Sunday, March 31, 2013

Third Circuit Chooses Substance Over Form In UIM Rejection Case

Tort Talkers may recall previous posts here, and even an article, outlining the numerous Pennsylvania cases holding that UM/UIM rejection forms are required to follow the mandates of the applicable statute (75 Pa.C.S.A. Section 1731) to the letter in order to be upheld as valid.  Here is a LINK to my article on this topic entitled "Rejecting the Rejection."

The courts that have ruled on this issue to date have strictly applied the statute to the point that the addition or deletion of even one word to the mandated form has been deemed to render the rejection form invalid. Among the courts that have followed the state court decisions in ruling in this strict manner was the Federal Eastern District Court in the case of Robinson v. Travelers Indemnity Co. of America. 

That decision however was vacated and reversed late last week by the United States Court of Appeals for the Third Circuit in a non-precedential Opinion issued in in Robinson v. Travelers Indemnity Company of America, No. 12-1888 (3rd Cir. March 21, 2013)(Rendell, Ambro, Vanaskie, J.J.)(Opinion by Rendell, J.)(marked non-precedential).

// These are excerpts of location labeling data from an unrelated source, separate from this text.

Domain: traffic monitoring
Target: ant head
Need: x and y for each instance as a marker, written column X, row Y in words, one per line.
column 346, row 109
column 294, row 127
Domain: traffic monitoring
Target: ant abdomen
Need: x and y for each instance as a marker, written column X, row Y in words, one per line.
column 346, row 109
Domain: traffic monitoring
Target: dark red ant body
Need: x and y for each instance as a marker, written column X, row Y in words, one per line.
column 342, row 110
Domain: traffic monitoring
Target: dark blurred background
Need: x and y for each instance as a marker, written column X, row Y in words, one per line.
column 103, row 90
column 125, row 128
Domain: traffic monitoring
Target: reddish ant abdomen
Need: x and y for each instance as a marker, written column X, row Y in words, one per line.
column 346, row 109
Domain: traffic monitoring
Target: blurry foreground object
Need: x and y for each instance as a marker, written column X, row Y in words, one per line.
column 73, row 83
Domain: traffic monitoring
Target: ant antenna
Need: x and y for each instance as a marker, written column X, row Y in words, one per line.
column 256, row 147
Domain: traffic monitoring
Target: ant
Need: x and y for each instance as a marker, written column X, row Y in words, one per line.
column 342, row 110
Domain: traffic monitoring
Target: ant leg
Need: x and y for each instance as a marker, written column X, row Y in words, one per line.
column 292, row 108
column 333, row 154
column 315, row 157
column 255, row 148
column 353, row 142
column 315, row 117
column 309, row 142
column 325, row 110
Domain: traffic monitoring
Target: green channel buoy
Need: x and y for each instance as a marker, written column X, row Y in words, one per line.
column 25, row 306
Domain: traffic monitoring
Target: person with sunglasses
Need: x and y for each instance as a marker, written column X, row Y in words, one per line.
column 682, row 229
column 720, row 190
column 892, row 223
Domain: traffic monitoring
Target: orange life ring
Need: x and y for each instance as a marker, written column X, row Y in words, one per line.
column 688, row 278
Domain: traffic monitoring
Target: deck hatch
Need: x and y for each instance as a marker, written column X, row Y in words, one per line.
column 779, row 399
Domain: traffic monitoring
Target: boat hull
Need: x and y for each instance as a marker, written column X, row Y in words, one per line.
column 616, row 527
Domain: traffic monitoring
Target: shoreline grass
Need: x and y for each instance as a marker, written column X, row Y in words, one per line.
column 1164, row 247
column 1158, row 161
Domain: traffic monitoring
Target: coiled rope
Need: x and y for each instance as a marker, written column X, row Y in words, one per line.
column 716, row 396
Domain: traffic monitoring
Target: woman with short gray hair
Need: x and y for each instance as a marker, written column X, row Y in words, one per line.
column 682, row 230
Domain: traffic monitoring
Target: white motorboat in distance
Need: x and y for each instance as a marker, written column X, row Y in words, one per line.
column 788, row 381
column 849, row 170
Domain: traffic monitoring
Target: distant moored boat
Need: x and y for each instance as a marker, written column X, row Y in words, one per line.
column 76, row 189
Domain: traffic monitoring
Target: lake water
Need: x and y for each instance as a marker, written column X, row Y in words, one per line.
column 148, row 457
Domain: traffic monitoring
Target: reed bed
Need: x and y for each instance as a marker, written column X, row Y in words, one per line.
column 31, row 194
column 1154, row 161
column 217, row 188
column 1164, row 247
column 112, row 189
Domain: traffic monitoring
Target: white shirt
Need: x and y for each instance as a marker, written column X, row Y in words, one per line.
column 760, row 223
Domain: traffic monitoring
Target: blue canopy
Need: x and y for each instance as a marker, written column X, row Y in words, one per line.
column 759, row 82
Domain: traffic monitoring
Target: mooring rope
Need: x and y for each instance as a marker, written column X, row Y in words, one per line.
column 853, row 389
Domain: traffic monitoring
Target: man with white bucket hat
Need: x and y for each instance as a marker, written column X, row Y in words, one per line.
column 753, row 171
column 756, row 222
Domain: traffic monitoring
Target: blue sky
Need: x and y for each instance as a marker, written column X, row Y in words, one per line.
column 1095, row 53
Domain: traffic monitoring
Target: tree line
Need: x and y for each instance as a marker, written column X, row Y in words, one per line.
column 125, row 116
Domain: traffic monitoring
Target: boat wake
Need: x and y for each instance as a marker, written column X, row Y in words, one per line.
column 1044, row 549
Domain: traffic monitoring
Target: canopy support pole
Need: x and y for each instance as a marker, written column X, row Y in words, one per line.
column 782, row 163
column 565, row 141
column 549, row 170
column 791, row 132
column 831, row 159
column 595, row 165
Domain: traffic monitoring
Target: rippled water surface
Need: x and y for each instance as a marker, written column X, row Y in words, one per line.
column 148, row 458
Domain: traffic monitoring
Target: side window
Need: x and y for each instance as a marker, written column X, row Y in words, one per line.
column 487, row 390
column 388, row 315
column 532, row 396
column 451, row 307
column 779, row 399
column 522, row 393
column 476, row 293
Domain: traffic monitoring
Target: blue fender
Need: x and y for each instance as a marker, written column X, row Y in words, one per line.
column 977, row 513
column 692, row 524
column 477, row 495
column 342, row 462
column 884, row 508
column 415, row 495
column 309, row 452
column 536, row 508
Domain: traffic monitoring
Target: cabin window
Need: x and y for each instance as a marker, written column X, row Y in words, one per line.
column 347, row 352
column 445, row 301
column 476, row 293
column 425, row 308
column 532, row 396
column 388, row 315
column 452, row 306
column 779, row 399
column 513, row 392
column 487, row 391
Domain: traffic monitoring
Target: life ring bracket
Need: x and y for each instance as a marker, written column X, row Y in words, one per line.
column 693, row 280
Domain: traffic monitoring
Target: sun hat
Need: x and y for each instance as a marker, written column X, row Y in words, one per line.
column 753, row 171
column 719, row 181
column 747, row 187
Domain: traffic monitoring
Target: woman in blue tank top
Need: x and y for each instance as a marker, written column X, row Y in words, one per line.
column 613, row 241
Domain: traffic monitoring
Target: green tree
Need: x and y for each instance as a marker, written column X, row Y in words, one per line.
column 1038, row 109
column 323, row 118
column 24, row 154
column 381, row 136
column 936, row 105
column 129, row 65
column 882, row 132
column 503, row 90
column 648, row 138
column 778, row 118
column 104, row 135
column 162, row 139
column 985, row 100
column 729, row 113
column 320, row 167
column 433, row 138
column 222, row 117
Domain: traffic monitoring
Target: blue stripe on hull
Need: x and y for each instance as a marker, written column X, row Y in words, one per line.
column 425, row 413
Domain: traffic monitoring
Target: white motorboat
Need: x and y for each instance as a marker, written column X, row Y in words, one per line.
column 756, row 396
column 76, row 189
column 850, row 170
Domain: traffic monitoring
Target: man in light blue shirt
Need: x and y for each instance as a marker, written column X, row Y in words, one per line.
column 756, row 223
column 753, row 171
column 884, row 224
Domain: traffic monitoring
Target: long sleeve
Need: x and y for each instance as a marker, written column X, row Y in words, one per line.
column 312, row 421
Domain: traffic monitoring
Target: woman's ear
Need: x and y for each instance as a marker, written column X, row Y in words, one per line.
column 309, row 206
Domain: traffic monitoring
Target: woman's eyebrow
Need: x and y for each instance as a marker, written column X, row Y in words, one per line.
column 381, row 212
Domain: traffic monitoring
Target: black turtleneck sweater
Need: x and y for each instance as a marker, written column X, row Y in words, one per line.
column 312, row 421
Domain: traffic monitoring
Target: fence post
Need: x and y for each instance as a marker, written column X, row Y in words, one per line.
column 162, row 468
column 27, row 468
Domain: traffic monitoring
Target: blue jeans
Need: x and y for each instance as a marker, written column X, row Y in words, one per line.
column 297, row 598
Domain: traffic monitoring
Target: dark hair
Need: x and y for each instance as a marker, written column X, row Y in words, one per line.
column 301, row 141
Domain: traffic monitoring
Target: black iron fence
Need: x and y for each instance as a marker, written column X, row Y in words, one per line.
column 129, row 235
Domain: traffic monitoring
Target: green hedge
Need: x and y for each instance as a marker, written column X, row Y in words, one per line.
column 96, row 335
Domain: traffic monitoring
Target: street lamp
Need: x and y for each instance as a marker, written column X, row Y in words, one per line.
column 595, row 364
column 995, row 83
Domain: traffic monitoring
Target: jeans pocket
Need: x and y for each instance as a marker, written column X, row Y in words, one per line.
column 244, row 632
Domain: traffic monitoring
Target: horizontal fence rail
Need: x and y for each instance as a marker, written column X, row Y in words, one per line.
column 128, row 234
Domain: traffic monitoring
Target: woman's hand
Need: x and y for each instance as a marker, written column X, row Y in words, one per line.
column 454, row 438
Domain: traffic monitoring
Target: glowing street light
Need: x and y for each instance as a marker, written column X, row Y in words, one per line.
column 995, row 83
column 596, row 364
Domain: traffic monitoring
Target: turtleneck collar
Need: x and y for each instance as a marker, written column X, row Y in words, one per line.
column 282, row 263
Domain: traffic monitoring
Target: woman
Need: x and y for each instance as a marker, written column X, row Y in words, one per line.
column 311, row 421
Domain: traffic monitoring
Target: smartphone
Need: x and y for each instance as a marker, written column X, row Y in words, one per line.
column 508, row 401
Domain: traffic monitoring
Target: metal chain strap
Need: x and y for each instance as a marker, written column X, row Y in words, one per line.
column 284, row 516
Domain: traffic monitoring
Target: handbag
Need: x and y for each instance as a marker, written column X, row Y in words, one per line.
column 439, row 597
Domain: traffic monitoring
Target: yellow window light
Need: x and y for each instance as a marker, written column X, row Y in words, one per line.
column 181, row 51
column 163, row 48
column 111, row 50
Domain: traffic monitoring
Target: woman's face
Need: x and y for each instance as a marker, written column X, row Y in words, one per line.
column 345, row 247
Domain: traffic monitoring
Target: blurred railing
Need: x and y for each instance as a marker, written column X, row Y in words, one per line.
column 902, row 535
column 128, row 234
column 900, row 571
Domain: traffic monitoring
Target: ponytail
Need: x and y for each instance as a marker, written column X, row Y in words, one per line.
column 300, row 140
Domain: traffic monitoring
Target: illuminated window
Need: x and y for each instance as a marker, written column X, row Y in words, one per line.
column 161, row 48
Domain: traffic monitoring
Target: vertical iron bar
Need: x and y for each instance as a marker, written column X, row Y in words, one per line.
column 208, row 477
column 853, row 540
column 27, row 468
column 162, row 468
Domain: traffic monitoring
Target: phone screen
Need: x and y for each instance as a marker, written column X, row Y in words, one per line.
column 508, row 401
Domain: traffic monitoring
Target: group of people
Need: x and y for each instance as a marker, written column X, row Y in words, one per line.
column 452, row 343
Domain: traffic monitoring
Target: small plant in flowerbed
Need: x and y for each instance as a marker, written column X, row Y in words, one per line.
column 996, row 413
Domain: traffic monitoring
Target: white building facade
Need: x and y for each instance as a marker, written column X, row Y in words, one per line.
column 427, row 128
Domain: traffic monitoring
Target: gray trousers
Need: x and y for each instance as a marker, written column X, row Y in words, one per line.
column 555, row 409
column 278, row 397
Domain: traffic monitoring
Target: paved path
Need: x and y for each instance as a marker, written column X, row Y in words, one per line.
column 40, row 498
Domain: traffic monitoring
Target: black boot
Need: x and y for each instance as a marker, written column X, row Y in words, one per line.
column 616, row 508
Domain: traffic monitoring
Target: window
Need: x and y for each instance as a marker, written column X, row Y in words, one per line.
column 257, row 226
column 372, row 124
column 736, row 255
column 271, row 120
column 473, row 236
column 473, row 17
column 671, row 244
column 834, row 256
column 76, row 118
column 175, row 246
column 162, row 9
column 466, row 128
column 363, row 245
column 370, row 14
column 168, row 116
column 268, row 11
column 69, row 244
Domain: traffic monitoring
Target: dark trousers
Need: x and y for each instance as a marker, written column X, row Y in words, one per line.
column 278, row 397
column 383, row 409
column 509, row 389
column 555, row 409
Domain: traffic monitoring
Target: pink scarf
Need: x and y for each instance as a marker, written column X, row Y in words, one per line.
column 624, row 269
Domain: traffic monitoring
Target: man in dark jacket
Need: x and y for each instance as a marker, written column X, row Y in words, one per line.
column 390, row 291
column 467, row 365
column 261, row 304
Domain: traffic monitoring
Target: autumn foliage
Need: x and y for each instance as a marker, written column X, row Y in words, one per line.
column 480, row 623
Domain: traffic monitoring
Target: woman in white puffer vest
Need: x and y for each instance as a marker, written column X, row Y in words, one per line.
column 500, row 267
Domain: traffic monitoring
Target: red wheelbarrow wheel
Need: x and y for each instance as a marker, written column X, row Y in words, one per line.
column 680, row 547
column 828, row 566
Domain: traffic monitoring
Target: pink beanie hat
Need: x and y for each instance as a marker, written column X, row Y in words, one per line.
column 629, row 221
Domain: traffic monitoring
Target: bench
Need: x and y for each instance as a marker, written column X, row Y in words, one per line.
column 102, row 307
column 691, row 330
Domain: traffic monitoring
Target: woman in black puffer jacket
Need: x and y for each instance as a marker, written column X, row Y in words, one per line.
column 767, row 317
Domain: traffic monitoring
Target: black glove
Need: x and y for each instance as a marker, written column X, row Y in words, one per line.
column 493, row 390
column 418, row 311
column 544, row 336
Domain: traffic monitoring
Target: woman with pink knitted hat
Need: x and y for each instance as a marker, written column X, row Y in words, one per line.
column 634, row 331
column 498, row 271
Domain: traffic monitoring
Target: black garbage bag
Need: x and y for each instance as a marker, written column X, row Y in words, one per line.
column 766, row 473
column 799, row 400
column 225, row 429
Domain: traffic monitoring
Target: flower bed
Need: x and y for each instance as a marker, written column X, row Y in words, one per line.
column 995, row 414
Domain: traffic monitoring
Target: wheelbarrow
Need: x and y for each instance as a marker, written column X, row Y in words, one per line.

In this case, the underinsured motorist waiver form at issue contained the additional word of "motorist" in the phrase "underinsured coverage."  The word "motorist" is not found in the form mandated by the statutory language. 

The Claimant asserted that the inclusion of the additional word invalidated the form under Section 1731 of the MVFRL because it was not in specific compliance with the MVFRL.  As noted above, this argument was accepted as valid by the Eastern Federal District Court which invalidated the rejection form and ruled that the Claimant was entitled to UIM coverage.

In a non-precedential Opinion, the The Third Circuit reversed and ruled that the addition of the word "motorists" to the form served to clarify the wording of the form.  The Third Circuit stated that it did not desire to "elevate form over substance in a hyperliteral interpretation" of the law. 

Anyone wishing to review this decision may click HERE.

I send thanks to Attorney Scott Cooper of the Harrisburg law firm of Schmidt Kramer, and Attorney Paul Oven of the Moosic, PA law firm of Dougherty, Leventhal & Price for bringing this decision to my attention.